Public consultation on recommendations for improvements to the Protected Trust Deed Process.

V. Background

Part 1. Current Trust Deed Process

1. Having taken advice and decided that a trust deed is the appropriate way to deal with their debt, a debtor will meet with an insolvency practitioner (the trustee) who will draw up a trust deed. Only licensed insolvency practitioners 2 can be trustees in relation to trust deeds.

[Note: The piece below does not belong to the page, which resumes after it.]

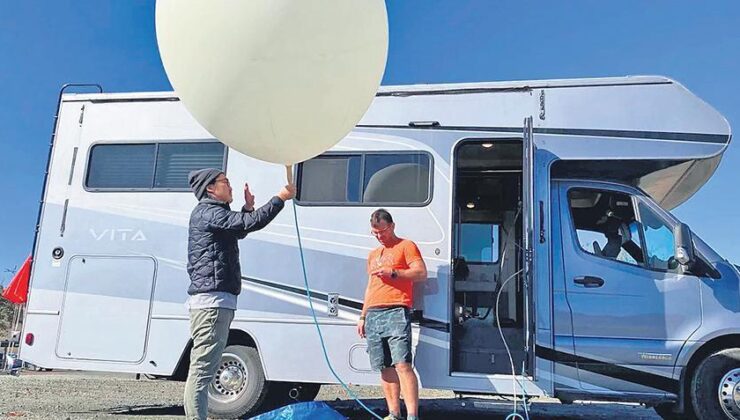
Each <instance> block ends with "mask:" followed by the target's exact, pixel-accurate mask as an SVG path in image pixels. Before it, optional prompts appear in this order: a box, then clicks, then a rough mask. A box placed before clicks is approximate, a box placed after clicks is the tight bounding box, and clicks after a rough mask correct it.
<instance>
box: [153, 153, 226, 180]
mask: <svg viewBox="0 0 740 420" xmlns="http://www.w3.org/2000/svg"><path fill="white" fill-rule="evenodd" d="M223 164H224V145H223V144H221V143H161V144H160V145H159V150H158V153H157V170H156V172H155V174H154V188H188V187H189V185H188V173H189V172H190V171H192V170H195V169H202V168H218V169H221V170H223Z"/></svg>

1.1 Trust deeds are voluntary agreements, granted by a debtor in favour of a trustee under which assets of the debtor are transferred to be administered for the benefit of creditors and the payment of debts. They provide, through realisation of assets or contributions from the debtor's income, for the repayment of part of what is owed to creditors over the course of the trust deed. Trust deeds generally run for a period of 3 years although some may extend to 5 years.

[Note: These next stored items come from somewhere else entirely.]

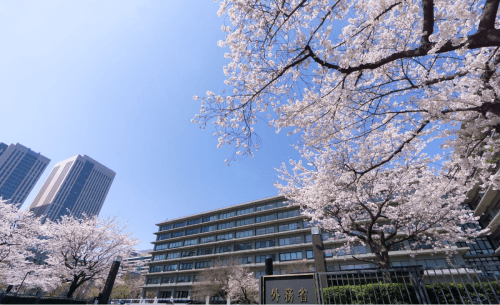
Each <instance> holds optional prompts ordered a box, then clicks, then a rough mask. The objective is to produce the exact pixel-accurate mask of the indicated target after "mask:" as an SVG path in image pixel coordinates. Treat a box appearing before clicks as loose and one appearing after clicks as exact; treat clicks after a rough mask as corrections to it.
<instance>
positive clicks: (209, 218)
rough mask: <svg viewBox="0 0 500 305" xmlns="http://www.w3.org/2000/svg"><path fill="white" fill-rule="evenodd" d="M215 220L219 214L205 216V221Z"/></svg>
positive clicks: (216, 218)
mask: <svg viewBox="0 0 500 305" xmlns="http://www.w3.org/2000/svg"><path fill="white" fill-rule="evenodd" d="M214 220H217V215H212V216H207V217H203V222H209V221H214Z"/></svg>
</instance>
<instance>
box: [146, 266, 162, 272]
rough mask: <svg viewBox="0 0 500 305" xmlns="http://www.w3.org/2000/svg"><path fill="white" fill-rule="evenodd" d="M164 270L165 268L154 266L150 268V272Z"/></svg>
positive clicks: (149, 270) (157, 266) (159, 266)
mask: <svg viewBox="0 0 500 305" xmlns="http://www.w3.org/2000/svg"><path fill="white" fill-rule="evenodd" d="M162 270H163V266H152V267H150V268H149V272H161V271H162Z"/></svg>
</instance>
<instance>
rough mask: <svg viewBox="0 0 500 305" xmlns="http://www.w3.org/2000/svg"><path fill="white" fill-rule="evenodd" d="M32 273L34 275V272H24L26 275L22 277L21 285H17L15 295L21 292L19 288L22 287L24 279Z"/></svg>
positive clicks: (25, 274) (20, 287)
mask: <svg viewBox="0 0 500 305" xmlns="http://www.w3.org/2000/svg"><path fill="white" fill-rule="evenodd" d="M33 273H35V271H28V272H26V274H25V275H24V278H23V280H22V281H21V285H19V287H17V292H16V294H18V293H19V291H20V290H21V287H23V284H24V280H25V279H26V277H27V276H28V274H30V275H31V274H33Z"/></svg>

1.2 Once the trustee has collected the information regarding the debtor's financial circumstances and what the debtor can afford to pay towards his debts, he advertises the trust deed in the Edinburgh Gazette and writes to the creditors to propose payment of some of what is owed - a dividend.

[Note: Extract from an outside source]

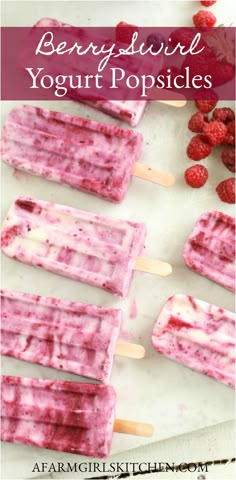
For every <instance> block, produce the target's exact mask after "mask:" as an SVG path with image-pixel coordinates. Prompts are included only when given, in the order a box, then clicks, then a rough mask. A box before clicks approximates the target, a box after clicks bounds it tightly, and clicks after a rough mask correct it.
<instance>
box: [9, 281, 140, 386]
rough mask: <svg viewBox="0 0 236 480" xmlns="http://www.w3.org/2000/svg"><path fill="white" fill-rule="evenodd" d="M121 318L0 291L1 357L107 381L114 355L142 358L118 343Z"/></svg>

1.3 A trust deed can become 'protected' if a sufficient number of creditors do not object to the trust deed protection request and thus are deemed to agree to it. Once protected, the trust deed is binding on all creditors who can usually take no further action to pursue the debt owed providing the debtor complies with the terms of the trust deed. Upon completion of the trust deed the remaining unpaid debt is written off although secured lenders can still rely on their security.

1.4 An ordinary trust deed is not binding on creditors who have not agreed to its terms and they can still decide to pursue their debt; only a PTD is binding on all creditors.

1.5 As a result of the changes introduced by the BAD Act, the Protected Trust Deed (Scotland) Regulations 2008 (2008 Regulations) require trustees to provide additional information, not previously supplied, in respect of trust deeds. They are now required to provide a Statement of the Debtor's Affairs and to complete Form 3, a Statement of Anticipated Realisations from a PTD. Form 3 details the anticipated contributions from the debtor, expected realisations from assets, the estimated cost of administering the PTD and proposed dividend to ordinary creditors.

1.6 The trustee must prepare a statement of his accounts and send a copy to the debtor, each creditor and the AiB. Once the trustee fees and outlays have been paid from the money ingathered, the trustee will pay a dividend to creditors, usually at the end of the trust deed.

1.7 When the administration of the trust deed is complete and the trustee has made the final distribution of the estate among the creditors, the trustee may seek his discharge from the creditors who agreed to the trust deed. The trustee will make an application to the creditors and will issue a certificate of discharge to the debtor.